Por KUKULKÁN
SI USTED creía que ya lo había visto todo en materia de cinismo, prepárese: en el país vecino del norte, el presidente y ahora flamante demandante profesional Donald Trump ha declarado la guerra abierta a la prensa… por hacer su trabajo. Mientras tanto, en México, la presidenta Claudia Sheinbaum soporta a diario una ráfaga de críticas, difamaciones y hasta insultos de los medios de derecha, sin presentar una sola demanda ni revocar acreditaciones, pero según los voceros del conservadurismo local, ¡en México se viola la libertad de expresión!
EL MUNDO al revés, pues. Porque mientras Trump se entretiene demandando a medio mundo con cifras de escándalo —15 mil millones por aquí, 10 mil millones por allá— por el delito imperdonable de no decir lo que a él le gustaría escuchar, del otro lado del Río Bravo tenemos a una mandataria que, a pesar de las editoriales plagadas de adjetivos, los programas de análisis que la retratan como dictadora caribeña y los noticieros donde cada gesto es motivo de sospecha, no ha cerrado medios, no ha vetado a periodistas, ni ha presentado demandas por difamación. ¡Qué falta de carácter, dirían en Florida!
VAYAMOS por partes. Donald Trump —quien se describe a sí mismo como paladín de la libertad de expresión, defensor de la Constitución y mártir de la prensa fake— ha demandado al New York Times por US$15 mil millones porque no le gustó un libro que lo llama Lucky Loser. ¿El crimen? Decir que perdió elecciones y hacer análisis sobre su impacto político. En otro frente, ha embestido al Wall Street Journal por publicar una nota con presuntos vínculos con Epstein. La cifra: US$10 mil millones. Y no podía faltar CBS: luego de que 60 Minutes emitiera una entrevista que no le favorecía, Trump se fue con todo… y terminó logrando un acuerdo por 16 milloncitos de dólares.
CLARO, porque en la lógica Trumpiana, si un medio no te aplaude, ¡a demandarlo hasta que entiendan! ¿Y en México? Ah, en México, cada vez que un medio conservador publica una nota escandalosa o falsa (con fuentes anónimas, muchas veces), o cuando un presentador de traje y corbata acusa al gobierno de orquestar complots, o cuando un columnista se refiere a la presidenta como “autoritariucha” o “soviética de Tlalpan”, no pasa nada. Nadie les quita el micrófono, nadie los manda llamar, nadie los censura. De hecho, siguen cobrando sus contratos de publicidad con gobiernos locales y vendiendo suscripciones de “periodismo independiente”. ¡Ah, pero luego lloran censura!

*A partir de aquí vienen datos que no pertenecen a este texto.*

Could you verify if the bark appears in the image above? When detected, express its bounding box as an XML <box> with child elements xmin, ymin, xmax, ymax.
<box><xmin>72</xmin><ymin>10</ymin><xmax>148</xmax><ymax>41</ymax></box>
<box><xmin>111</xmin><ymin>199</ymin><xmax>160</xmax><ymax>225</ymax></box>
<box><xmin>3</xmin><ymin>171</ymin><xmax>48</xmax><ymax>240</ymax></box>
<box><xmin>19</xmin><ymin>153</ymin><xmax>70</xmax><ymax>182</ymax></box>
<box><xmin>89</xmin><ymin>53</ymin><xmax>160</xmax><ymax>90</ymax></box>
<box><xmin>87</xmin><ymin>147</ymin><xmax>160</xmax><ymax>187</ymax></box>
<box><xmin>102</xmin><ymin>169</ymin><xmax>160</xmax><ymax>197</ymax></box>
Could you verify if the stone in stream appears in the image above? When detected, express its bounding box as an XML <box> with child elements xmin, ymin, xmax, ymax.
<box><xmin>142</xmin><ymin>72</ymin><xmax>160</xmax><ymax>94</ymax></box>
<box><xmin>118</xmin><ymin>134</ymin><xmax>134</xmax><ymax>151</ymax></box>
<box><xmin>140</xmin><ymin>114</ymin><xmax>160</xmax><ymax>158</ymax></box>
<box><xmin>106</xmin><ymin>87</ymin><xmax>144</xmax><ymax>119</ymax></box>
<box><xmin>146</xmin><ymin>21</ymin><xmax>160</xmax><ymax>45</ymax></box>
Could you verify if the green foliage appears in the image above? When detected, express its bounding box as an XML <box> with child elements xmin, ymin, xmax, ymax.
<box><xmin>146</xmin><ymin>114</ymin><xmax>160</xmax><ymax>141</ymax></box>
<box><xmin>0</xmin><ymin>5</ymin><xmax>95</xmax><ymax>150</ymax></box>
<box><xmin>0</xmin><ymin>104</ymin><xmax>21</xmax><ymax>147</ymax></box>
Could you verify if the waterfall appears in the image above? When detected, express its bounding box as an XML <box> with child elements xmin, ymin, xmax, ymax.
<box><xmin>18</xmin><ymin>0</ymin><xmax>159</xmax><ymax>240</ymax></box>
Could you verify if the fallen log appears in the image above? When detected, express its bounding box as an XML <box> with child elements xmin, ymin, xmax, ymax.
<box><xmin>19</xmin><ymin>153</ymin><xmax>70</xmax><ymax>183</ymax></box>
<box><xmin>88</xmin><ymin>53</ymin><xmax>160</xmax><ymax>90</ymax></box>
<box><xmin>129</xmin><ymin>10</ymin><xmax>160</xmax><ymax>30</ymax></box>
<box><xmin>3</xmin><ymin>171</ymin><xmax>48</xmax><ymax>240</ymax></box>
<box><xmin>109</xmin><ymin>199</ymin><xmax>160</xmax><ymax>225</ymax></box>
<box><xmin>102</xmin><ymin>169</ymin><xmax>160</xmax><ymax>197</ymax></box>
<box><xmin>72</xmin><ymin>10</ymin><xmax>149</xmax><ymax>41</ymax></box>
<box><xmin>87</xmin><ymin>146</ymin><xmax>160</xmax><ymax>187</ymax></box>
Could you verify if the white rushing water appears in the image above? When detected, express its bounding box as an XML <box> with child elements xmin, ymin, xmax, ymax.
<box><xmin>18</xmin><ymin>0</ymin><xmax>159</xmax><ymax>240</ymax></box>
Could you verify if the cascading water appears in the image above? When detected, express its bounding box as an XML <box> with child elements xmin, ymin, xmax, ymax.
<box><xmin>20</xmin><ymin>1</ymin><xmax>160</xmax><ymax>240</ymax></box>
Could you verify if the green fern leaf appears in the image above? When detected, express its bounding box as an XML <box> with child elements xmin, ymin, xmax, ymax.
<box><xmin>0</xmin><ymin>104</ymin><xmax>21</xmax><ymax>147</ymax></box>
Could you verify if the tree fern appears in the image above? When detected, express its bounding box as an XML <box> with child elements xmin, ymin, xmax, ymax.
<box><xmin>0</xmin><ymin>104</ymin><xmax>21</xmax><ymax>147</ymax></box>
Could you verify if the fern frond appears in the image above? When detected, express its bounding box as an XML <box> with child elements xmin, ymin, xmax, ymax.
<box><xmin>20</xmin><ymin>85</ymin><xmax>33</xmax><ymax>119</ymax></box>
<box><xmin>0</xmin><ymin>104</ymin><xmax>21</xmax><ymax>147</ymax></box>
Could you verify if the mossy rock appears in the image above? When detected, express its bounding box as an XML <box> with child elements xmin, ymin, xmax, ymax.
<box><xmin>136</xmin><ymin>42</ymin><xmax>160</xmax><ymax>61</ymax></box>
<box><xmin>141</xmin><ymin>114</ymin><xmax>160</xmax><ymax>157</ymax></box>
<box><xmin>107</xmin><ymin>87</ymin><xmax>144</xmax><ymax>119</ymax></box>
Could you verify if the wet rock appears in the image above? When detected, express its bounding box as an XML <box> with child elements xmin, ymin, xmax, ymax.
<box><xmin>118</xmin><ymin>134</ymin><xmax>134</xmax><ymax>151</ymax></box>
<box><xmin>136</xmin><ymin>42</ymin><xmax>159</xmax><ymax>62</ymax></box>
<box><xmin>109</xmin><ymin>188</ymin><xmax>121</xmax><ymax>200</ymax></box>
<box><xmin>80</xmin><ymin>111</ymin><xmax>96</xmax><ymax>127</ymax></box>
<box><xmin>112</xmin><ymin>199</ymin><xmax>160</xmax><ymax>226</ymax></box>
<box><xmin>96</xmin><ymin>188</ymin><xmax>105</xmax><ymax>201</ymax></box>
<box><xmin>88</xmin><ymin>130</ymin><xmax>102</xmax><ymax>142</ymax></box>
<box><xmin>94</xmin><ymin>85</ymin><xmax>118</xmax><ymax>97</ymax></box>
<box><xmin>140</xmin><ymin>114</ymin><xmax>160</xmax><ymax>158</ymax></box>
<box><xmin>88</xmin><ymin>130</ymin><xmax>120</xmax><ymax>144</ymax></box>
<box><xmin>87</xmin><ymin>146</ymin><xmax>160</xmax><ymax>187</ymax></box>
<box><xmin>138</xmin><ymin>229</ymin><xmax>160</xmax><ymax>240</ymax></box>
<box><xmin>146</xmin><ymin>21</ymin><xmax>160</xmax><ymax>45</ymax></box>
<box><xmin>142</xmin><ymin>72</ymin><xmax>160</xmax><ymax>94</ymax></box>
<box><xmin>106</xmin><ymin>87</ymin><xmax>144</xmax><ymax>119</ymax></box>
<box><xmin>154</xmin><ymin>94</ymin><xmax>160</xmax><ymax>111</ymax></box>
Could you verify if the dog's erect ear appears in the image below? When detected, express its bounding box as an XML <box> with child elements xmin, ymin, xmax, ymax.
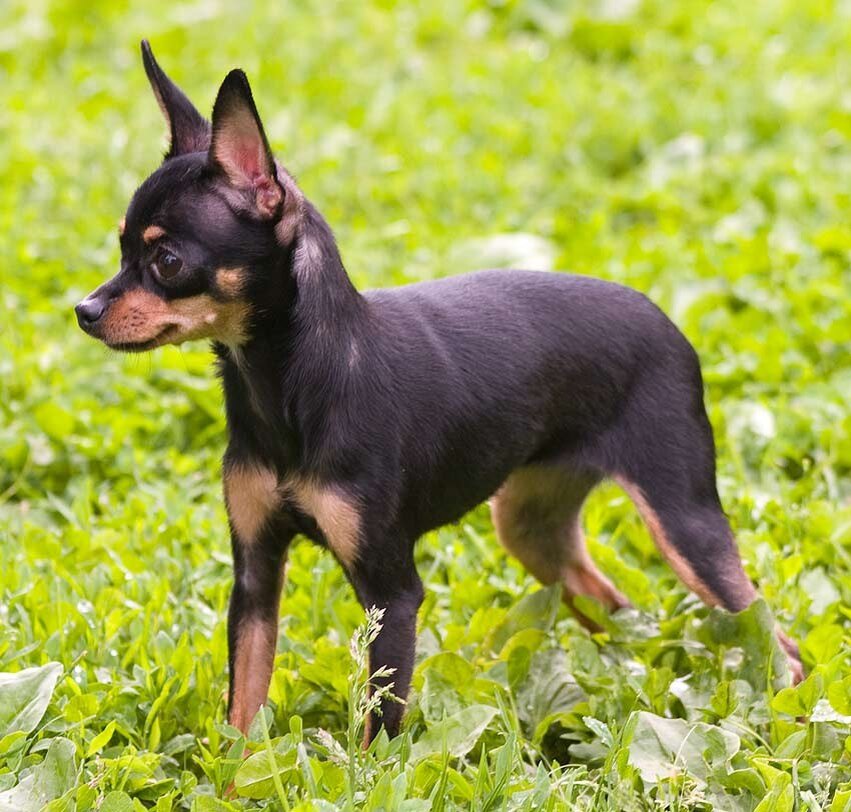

Y COMO cereza del pastel, cada vez que el oficialismo —desde el púlpito mañanero o desde una red social— se atreve a señalar una mentira, los mismos que se pasan la vida editorializando contra el gobierno gritan: “¡Represalia! ¡Ataque a la prensa libre! ¡Nos quieren callar!”. Es decir: si tú publicas mentiras, es libertad de prensa. Si alguien te contradice con datos, es persecución política. Y si no te dan pauta oficial, es censura encubierta. Una lógica perfecta… en su burbuja. Lo curioso es que, mientras en México la prensa de oposición opera con total libertad y hasta con cierto desparpajo, en EE.UU., el magnate naranja convierte cualquier desacuerdo editorial en una demanda multimillonaria, redactada con más veneno que sustento jurídico (y a veces con errores ortográficos, pero esa es otra historia). ¿Dónde está entonces la dictadura? ¿Dónde la mordaza?
DESDE luego, no faltará quien diga que “eso no es censura, es defenderse”, como si las demandas por difamación fueran sólo un trámite para lavar el honor… aunque las cifras demuestren que el objetivo es otro: intimidar. Mientras tanto, en el México de Sheinbaum, los medios conservadores no sólo publican libremente, sino que encima se dan el lujo de declararse perseguidos. Como si el hecho de poder decir que no puedes decir, fuera prueba de que no puedes decir. Ya lo dijo alguien por ahí: “la libertad de expresión se mide mejor no por lo que se puede decir, sino por lo que se dice y no tiene consecuencias”. Pero bueno… ellos dicen que aquí no hay libertad, aunque tienen toda la libertad para decirlo.